Checking for intrusions in Apache Web server log analysis

Checking for intrusions in Apache Web server log analysis

By Brad Causey | Apr 22, 2009

It seems every new device, appliance and even desktop software program has the capability to generate logs or text-based data. There are a number of challenges associated with managing the onslaught of log data.

The first is centrally storing and gathering these logs; luckily, there are a number of available products for this. Logs are usually shipped off to a syslog, log management or SIM system that is centrally located in the network. So the big question is: How do you sift through Web server log data and find relevant security information?

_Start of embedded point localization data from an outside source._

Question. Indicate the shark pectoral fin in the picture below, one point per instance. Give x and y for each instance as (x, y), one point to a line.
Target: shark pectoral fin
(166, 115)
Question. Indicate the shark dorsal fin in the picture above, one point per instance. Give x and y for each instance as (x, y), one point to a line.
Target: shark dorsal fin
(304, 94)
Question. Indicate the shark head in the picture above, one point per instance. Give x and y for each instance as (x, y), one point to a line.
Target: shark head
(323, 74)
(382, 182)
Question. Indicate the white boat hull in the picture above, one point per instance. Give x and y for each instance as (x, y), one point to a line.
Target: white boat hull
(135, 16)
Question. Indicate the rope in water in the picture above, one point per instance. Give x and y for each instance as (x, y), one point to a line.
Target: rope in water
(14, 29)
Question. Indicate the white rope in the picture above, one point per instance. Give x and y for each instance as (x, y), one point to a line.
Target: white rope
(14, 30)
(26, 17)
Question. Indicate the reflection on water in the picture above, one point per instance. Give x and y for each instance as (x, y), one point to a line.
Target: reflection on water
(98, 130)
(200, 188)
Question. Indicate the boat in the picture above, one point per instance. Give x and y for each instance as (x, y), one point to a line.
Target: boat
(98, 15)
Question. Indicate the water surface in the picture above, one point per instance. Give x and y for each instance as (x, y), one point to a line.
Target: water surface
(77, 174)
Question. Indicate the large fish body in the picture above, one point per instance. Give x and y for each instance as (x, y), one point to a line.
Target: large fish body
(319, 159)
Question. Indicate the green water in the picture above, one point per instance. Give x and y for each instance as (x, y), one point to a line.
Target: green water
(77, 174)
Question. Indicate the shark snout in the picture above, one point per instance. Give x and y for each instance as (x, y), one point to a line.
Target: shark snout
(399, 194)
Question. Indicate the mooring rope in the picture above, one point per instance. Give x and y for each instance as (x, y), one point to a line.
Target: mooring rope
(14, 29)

Although there are many different open source and commercial software applications that perform some level of log analysis, one thing is usually common among them -- regular expressions (regex). Regular expressions are basically a string of characters that allow nearly any scripting language or search tool to perform fast, advanced searches against large amounts of text data. There are a few variations of regex formats, and the most commonly used by scripting languages are called Perl-derivative regular expressions. These include regex formats for .NET framework, Python, Java, JavaScript and, of course, Perl. By using this type of regex in combination with any scripting language or search tool, you can quickly and efficiently parse large amounts of data for meaningful information.

One of the most common log formats we tend to see issues in is Apache, or httpd. These Web server logs tend to hide a number of secrets that are vital to find, such as attack attempts, successful attack signatures, and even precursor activities to an impending attack.

We will focus on the use of regex with egrep. Egrep uses a very simple syntax for searching files and is readily present on nearly every operating system in common environments today. (Windows users can download a free version from a variety of sources).

Keep in mind that regex used with egrep is also compatible with any program or scripting language that supports regex.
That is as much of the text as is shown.